How do database connections work in Google App Engine python + Google Cloud SQL?


I have a working Python 3 app on Google App Engine (flexible) connecting to Postgres on Google Cloud SQL. I got it working by following the docs, which at some point have you connecting via psycopg2 to a database specifier like this

postgresql://postgres:password@/dbname?host=/cloudsql/project:us-central1:dbhost

I'm trying to understand how the hostname /cloudsql/project:us-central1:dbhost works. Google calls this an "instance connection string" and it sure looks like it's playing the role of a regular hostname. Only with the / and : it's not a valid name for a DNS resolver.

Is Google's flexible Python environment modified somehow to support special hostnames like this? It looks like stock Python 3 and psycopg2, but maybe it's modified somehow? If so, are those modifications documented anywhere? The docs for the Python runtime don't have anything about this.


Solution

  • It turns out that host=/cloudsql/project:us-central1:dbhost specifies the name of a directory in the filesystem.
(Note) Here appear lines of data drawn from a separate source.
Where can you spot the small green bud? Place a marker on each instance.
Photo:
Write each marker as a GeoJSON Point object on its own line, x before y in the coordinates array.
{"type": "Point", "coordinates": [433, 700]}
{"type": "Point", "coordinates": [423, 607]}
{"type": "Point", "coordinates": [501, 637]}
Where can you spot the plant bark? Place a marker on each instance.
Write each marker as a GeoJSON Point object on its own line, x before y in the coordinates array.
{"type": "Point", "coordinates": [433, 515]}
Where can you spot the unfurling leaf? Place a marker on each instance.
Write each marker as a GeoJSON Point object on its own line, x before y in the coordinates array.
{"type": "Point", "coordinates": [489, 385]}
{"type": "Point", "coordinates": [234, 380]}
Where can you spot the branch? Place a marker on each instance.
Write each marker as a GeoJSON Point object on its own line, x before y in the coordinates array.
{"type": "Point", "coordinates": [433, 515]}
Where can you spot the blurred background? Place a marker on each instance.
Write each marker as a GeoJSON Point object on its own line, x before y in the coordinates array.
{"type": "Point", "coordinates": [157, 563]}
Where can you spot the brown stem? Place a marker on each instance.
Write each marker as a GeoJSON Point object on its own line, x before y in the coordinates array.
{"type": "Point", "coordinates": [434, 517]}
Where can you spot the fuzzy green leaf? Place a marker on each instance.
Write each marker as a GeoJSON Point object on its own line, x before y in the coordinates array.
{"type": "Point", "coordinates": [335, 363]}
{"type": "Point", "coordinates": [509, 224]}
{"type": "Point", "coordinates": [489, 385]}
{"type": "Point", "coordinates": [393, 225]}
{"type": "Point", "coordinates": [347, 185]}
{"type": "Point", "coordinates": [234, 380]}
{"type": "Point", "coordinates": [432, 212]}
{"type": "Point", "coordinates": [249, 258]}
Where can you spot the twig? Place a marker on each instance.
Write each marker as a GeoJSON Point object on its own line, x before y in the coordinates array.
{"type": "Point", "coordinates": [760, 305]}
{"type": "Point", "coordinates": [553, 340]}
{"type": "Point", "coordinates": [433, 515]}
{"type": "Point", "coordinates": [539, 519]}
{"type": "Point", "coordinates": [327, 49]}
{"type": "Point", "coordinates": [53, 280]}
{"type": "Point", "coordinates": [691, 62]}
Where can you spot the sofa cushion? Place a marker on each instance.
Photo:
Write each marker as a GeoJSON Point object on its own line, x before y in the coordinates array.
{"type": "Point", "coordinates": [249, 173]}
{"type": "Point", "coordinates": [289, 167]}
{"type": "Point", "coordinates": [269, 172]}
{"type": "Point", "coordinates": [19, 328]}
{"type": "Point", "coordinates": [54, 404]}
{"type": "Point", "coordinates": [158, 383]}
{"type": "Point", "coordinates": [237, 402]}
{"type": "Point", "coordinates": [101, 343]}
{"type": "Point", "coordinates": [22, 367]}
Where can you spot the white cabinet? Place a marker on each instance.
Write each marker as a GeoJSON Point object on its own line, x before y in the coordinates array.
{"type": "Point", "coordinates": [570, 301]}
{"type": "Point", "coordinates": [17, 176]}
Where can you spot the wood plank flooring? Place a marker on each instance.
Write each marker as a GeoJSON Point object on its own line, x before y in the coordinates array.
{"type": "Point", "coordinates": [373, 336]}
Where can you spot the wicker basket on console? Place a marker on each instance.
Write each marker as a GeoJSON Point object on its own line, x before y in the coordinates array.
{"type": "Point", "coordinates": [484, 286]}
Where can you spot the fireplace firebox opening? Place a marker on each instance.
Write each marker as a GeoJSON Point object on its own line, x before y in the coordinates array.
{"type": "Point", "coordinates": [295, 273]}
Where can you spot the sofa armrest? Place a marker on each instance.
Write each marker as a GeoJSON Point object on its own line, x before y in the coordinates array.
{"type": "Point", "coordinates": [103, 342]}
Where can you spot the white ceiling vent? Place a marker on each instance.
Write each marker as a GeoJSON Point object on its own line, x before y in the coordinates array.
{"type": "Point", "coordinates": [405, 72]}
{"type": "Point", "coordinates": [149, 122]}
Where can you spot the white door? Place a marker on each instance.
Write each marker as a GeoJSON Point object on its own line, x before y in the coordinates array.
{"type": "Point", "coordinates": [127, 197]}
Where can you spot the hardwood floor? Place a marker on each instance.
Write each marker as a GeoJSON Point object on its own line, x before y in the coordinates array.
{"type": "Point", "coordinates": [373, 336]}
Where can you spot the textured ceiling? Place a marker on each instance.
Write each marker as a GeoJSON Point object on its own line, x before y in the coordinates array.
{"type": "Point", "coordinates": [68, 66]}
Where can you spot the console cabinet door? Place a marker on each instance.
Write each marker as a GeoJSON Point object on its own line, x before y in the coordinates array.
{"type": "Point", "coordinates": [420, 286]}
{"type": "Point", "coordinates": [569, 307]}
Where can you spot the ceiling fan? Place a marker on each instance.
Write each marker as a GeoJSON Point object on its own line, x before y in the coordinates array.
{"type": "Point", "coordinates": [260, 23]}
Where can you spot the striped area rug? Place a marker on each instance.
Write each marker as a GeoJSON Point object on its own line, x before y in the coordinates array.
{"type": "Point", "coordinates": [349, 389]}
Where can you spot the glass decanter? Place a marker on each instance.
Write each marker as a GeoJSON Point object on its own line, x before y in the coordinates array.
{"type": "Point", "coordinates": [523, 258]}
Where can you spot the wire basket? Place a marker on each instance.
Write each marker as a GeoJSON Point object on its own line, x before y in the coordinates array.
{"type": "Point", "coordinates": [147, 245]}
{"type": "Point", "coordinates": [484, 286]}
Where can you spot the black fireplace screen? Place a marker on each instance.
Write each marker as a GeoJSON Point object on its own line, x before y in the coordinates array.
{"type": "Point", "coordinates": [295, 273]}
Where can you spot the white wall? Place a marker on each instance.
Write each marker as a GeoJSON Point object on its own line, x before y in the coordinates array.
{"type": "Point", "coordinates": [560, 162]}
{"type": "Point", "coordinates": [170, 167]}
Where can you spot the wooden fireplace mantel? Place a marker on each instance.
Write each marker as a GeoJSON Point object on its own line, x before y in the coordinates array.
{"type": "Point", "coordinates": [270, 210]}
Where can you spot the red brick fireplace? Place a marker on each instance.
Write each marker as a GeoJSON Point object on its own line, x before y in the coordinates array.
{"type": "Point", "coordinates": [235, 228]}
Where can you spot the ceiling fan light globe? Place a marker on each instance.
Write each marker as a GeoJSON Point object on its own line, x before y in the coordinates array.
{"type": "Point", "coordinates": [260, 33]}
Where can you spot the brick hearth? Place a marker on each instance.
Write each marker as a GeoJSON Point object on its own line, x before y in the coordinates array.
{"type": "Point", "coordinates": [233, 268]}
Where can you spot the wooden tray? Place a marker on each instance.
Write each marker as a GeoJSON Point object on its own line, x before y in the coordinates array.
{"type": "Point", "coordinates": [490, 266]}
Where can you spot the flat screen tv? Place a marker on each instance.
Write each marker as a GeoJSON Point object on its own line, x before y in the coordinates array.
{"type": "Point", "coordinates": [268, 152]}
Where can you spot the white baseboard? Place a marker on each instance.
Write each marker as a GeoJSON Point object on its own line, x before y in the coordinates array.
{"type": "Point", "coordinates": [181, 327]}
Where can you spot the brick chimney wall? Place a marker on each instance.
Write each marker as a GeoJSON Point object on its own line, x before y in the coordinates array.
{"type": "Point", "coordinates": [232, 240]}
Inside that directory is a file named .s.PGSQL.5432 which is a Unix domain socket. An instance of Cloud SQL Proxy is listening on that Unix domain socket and forwarding database requests via TCP to the actual database server. Despite the DB connection string being host= it actually names a directory with a Unix socket in it; that's a feature of libpq, the Postgres connection library.

    Many thanks to Vadim for answering my question quickly in a comment, just writing up a more complete answer here for future readers.